# Did it anyways



## mary1 (Sep 19, 2004)

I posted the other day hoping to find some Canadians on their opinion on dealers in Ontario, but didn't receive any. Oh well, thats ok. We had to order one probably take a good month or more for Sydney to arrive. From what I read it sounds like alot of TT's out there anyone own the 28rls? We are new with owning an rv, so I'll probably be a real pain on this website. The only thing that bothers me is it sounds like there is quite a few things to iron out before you take your rv on a vacation. Its too bad when you spend all that money you would expect everything to be in its working order. I don't ever recall buying a vehicle that has lots of little problems, only about the time the warranty runs out, is this common in the RV World? Well, thanks for listening to me and any advice would greatly be appreciated.
Mary1


----------



## Golden Mom (Apr 25, 2004)

Hi Mary! Welcome to the forum. This is the best place to find your answers with your TT. A lot of us here, including me are also 1st timers with TT's. Yes, there are little things to iron out, but all in all it is well worth it. You'll have lots of good memories to show for it.

Have fun! sunny


----------



## bassplunker (Dec 2, 2003)

Hi! I have had my trailer since January 2004 but have only had one problem so far. The table top cracked and I fixed the uneven boards that it rested on myself before I put the replacement table back on. Of course it was covered under warranty. It does seem like there are a lot of problems though. I live in Southern California so I can't help you with a dealer.


----------



## Y-Guy (Jan 30, 2004)

Mary the key is to do a detailed walk through/PDI when you take possession, use the Outbackers FAQ and the Tom Boles PDI those two should point out any major problems before you take a major trip.
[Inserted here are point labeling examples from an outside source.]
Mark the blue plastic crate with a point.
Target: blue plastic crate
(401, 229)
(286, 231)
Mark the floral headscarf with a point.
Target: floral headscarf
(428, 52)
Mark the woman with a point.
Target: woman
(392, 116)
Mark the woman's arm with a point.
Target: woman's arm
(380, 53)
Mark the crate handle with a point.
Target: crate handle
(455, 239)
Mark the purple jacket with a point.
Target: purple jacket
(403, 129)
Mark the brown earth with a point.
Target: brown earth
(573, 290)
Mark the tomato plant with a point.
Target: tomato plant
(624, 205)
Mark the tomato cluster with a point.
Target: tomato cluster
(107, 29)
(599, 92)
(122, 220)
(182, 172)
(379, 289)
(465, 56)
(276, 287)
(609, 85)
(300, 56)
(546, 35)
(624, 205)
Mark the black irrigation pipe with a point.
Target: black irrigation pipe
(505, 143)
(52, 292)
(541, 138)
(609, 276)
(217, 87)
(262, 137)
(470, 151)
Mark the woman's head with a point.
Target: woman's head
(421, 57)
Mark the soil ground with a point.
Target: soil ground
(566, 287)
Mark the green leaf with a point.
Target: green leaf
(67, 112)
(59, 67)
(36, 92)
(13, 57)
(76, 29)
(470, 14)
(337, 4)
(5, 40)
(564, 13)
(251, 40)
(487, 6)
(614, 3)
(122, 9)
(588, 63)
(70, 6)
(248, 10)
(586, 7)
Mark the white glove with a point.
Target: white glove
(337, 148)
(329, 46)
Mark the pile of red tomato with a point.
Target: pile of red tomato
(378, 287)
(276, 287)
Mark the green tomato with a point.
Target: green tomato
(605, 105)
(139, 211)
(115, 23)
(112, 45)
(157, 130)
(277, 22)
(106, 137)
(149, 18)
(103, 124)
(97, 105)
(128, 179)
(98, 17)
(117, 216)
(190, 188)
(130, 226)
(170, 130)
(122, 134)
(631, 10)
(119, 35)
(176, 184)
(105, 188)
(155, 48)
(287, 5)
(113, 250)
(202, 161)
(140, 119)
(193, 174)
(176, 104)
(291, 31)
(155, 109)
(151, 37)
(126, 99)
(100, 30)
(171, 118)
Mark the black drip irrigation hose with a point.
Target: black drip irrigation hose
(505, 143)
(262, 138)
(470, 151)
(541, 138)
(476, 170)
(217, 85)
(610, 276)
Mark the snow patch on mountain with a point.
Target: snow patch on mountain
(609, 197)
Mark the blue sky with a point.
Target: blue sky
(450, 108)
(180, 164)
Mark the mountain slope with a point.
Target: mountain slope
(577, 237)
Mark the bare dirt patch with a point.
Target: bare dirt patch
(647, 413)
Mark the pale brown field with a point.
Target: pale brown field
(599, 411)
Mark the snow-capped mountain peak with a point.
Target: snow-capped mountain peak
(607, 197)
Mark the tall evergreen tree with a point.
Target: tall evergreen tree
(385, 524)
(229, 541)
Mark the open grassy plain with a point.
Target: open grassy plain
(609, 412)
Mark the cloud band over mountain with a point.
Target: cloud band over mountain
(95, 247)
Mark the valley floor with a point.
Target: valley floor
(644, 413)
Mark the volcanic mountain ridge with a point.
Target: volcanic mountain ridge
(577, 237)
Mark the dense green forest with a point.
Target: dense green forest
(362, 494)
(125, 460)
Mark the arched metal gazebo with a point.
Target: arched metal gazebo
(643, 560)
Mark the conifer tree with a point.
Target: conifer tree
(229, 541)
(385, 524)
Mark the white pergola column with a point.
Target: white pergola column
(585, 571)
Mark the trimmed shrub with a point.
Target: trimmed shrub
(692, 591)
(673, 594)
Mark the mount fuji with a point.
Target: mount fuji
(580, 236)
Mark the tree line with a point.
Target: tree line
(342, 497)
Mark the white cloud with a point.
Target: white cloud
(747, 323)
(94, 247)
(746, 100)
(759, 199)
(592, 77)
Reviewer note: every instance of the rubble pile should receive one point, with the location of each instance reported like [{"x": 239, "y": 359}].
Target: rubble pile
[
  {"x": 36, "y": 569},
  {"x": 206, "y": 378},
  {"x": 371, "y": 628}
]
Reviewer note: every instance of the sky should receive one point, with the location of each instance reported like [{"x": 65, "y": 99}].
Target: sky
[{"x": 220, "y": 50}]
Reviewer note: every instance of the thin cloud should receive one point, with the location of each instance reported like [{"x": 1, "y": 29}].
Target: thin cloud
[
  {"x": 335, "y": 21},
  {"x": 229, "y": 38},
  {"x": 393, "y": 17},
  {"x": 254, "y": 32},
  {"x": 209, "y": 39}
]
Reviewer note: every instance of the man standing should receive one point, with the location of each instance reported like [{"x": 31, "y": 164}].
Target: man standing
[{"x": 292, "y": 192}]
Congrats on your new camper, those 5ers sure do look nice.


----------



## luv2rv (Jun 21, 2004)

Hi Mary,

Glad to hear you went ahead with the purchase ... you will enjoy it. I purchased my TT North East of Toronto so can't help with the dealer experience in your area.

Good luck.

Wayne


----------



## schnauzermom (Aug 23, 2004)

Hi. We have owned our 28BHS for about a month. We have a few repairs that have to be done but we are holding off on taking it back to the dealership as of yet because the weather here is so nice now and we want to get in every weekend that we can before winter but before deciding on the Outback we did some research on different brands, makes and models. We found very few, if any that didn't have some sort of a problem, some big and some small so after looking at so many different ones we always came back to the Outback so Outback was the way that we wanted to go. We haven't regretted our choice







.


----------



## jallen58 (Oct 27, 2003)

A good pdi is the answer most problems can be taken care of before you take possession. Or maybe you'll be lucky and get a perfect Outback like my First one.
We took our second one out two days after I picked it up and had only one problem the slide motor quit working. So far that has been the only problem.
Check RV.NET you will see that all tt manufacturers have the same problems.

Jim


----------